Example readme.md Structure

# Task: Add a New Policy for S3 Bucket Encryption

**Status:** In Progress

## Plan

- [ ] 0. Prepare repository (cleanup and import types)
- [ ] 1. Research similar existing policies
- [ ] 2. Read relevant guides documentation
- [ ] 3. Create the policy directory structure
- [ ] 4. Create the `policy.yaml` file
- [ ] 5. Create the `description.md` and `remediation.md` files
- [ ] 6. Implement the logic in `wip.logic.yaml` (WITHOUT testData section)
- [ ] 7. Run capture-test-data command to generate test-data.json
- [ ] 8. Add testData section to wip.logic.yaml
- [ ] 9. Modify captured test-data.json to cover all scenarios
- [ ] 10. Run tests and verify the logic
- [ ] 11. Rename `wip.logic.yaml` to `prod.logic.yaml`
- [ ] 12. Ask user if they want documentation generated (optional)

## Execution Log

### Step 1: Research Similar Policies

I am searching for existing S3 bucket policies to understand the structure...

**Command:**
`ls /ce/ca/aws/s3/`

**Output:**
...

---
*... (log continues for each step) ...*

2. Core Concepts

The repository stores compliance policies as declarative YAML files.

  • Policy: A rule or idea to test against a cloud environment. It is a declarative description, not code. It is defined in a policy.yaml file.
  • Logic: The implementation of a policy's idea. It contains the instructions for how to validate objects. It is defined in a {name}.logic.yaml file. A policy can have multiple logic files (e.g., prod.logic.yaml, wip.logic.yaml).
  • Folder: A logical container for organizing policies, defined by a folder.yaml file.
  • Section: A component of a compliance framework (e.g., NIST, CIS), defined by a section.yaml file.
  • Type: Represents a Cloudaware CMDB SObject type (e.g., CA10__CaAwsInstance__c). Its directory contains type.json (schema) and *.extracts.yaml files.
  • Extract: A reusable, validated piece of information extracted from an input object. Extracts are defined in types/{type}/{name}.extracts.yaml and are used in logic files to abstract away direct field access. Always prefer EXTRACT over FIELD in production logic.
  • Entity ID: The unique identifier for any entity (Policy, Folder, Section, etc.) is its absolute Linux-style path from the repository root. For example, the ID for a policy in /ce/ca/aws/ec2/my-policy/policy.yaml is /ce/ca/aws/ec2/my-policy.

3. Repository Structure

  • ce: Root directory for all policies.
    • ce/ca: Cloudaware's public policies.
    • ce/unit-test: Unit tests for Compliance Engine operations. This is the most up-to-date reference for how operations work, including all edge cases. Consult this directory when implementing complex logic.
  • frameworks: Contains compliance framework definitions. Each subdirectory is a framework.
  • types: Contains CMDB SObject type definitions and associated extracts.yaml files.
  • guides: IMPORTANT: Contains comprehensive documentation. Read relevant guides BEFORE implementing policies.
  • schema: Contains JSON schemas for IDE validation.
  • flags: Contains auto-generated lists of policies for maintenance (e.g., policies without tests).
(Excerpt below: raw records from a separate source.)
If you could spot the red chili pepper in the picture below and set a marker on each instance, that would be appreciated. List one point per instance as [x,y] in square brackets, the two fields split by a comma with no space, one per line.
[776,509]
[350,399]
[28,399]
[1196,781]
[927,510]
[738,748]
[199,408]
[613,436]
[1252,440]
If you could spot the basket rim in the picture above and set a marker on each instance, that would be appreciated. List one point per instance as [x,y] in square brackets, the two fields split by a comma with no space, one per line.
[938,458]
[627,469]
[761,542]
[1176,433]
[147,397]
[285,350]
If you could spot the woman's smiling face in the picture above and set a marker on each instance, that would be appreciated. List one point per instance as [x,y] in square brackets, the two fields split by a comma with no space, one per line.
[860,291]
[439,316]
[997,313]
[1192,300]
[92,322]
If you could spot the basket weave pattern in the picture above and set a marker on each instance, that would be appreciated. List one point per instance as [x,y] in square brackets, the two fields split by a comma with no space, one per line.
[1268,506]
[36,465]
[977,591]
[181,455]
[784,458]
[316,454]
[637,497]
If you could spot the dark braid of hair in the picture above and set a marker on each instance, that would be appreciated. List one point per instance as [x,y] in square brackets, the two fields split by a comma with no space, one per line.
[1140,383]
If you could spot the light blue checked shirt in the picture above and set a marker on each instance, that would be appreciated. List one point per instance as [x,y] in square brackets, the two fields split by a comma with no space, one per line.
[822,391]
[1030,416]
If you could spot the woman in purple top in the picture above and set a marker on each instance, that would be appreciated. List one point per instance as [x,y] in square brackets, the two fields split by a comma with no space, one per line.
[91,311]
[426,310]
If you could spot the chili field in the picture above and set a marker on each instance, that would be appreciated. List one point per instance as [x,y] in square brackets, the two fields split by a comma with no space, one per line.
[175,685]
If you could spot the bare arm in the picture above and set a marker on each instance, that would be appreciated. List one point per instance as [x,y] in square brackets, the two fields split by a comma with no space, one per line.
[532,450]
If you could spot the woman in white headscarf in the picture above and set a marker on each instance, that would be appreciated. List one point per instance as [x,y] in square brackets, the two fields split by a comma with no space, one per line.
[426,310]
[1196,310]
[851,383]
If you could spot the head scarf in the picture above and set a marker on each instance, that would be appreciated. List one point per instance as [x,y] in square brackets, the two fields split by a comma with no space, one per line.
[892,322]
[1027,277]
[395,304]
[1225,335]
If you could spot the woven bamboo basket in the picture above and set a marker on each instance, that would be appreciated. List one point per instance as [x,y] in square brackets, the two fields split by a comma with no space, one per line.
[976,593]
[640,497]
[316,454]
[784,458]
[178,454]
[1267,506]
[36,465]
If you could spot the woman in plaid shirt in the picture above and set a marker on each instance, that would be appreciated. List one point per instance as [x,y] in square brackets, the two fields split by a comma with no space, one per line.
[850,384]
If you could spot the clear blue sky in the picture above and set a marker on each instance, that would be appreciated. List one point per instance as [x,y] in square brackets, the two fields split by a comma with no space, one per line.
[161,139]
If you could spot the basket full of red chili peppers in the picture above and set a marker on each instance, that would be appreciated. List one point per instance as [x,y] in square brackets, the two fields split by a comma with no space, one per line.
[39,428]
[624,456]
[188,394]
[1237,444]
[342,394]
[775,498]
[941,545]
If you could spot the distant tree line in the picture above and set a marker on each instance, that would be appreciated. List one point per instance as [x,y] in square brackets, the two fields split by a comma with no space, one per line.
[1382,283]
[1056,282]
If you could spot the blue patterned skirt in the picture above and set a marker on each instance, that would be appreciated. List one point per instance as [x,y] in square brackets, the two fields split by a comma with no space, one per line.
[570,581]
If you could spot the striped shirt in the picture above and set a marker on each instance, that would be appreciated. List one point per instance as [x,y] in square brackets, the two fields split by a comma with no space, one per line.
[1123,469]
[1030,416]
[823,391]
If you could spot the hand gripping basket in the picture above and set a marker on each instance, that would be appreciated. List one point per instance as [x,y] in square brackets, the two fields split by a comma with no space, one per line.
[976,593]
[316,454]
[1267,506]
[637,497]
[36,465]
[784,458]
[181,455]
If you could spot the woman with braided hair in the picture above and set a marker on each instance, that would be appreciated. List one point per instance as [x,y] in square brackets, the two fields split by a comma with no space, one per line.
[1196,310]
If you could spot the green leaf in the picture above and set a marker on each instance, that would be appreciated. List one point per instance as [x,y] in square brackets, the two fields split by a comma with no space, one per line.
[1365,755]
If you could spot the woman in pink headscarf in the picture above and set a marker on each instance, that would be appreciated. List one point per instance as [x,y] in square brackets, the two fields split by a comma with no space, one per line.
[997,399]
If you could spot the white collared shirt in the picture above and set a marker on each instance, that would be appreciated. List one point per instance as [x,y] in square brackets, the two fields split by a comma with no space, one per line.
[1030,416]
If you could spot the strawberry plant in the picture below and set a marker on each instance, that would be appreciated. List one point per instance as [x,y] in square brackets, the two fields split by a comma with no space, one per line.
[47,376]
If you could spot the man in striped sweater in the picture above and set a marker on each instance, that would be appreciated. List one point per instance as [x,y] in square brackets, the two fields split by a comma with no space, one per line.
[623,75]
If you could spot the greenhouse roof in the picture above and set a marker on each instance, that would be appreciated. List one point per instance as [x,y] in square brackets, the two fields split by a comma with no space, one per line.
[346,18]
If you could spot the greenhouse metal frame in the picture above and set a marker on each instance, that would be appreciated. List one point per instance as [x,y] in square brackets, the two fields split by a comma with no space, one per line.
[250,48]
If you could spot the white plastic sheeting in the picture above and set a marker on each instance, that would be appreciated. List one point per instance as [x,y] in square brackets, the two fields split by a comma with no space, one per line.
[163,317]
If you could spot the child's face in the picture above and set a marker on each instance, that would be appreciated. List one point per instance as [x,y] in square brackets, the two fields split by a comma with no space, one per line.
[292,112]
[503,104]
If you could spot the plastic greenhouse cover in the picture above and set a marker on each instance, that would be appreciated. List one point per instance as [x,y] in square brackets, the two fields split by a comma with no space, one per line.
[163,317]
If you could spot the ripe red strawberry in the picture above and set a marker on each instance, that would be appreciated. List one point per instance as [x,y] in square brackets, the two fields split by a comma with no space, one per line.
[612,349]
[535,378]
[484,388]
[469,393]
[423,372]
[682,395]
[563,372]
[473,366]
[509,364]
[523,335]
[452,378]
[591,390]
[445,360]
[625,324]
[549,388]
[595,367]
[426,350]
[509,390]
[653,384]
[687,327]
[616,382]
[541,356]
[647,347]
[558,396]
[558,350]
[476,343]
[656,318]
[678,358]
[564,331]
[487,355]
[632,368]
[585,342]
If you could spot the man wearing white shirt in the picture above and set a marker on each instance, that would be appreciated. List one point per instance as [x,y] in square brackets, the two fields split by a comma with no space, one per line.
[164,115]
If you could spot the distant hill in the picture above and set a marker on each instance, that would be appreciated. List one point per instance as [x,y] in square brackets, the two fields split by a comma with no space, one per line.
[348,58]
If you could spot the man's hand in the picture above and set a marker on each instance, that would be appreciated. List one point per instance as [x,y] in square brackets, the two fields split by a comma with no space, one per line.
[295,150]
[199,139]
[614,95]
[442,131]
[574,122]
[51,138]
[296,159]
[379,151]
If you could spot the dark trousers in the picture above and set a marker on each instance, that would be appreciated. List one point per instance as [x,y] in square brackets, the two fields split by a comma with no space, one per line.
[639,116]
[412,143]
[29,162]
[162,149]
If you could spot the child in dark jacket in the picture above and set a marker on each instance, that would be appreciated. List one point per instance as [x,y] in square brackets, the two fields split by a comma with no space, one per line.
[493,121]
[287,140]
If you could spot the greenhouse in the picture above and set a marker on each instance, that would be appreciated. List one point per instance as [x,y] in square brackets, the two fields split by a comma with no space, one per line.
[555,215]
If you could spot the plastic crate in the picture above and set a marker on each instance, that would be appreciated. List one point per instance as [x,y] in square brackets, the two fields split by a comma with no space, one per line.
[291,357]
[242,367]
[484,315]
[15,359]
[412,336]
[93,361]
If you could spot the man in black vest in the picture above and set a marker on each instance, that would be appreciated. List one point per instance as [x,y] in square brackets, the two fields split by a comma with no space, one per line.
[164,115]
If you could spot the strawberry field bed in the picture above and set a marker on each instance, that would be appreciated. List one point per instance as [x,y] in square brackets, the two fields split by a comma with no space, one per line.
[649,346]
4. Naming and File Conventions

Strict adherence is mandatory.

  • Directory Names: Use lowercase-with-hyphens.
  • Descriptor Files:
    • Folders require folder.yaml.
    • Policies require policy.yaml.
    • Framework sections require section.yaml.
  • Logic Files:
    • prod.logic.yaml: Production logic. This is executed by the engine.
    • wip.logic.yaml: Work-in-progress.
    • unit-test.logic.yaml: Unit tests.
    • example.logic.yaml: Examples.
  • Documentation Files:
    • description.md: Detailed technical specification of the policy (Rationale, Impact, Audit).
    • remediation.md: Step-by-step guidance to fix non-compliance.
    • internal.md: Developer notes.
    • todo.md: Implementation tasks.
  • Test Data:
    • test-data.json: Contains JSON objects for testing a logic file. It is referenced in the testData property of the logic YAML.

5. Common Workflows

Workflow: Creating a New Policy

IMPORTANT: Always start by preparing the repository, then research similar existing policies and read relevant guides.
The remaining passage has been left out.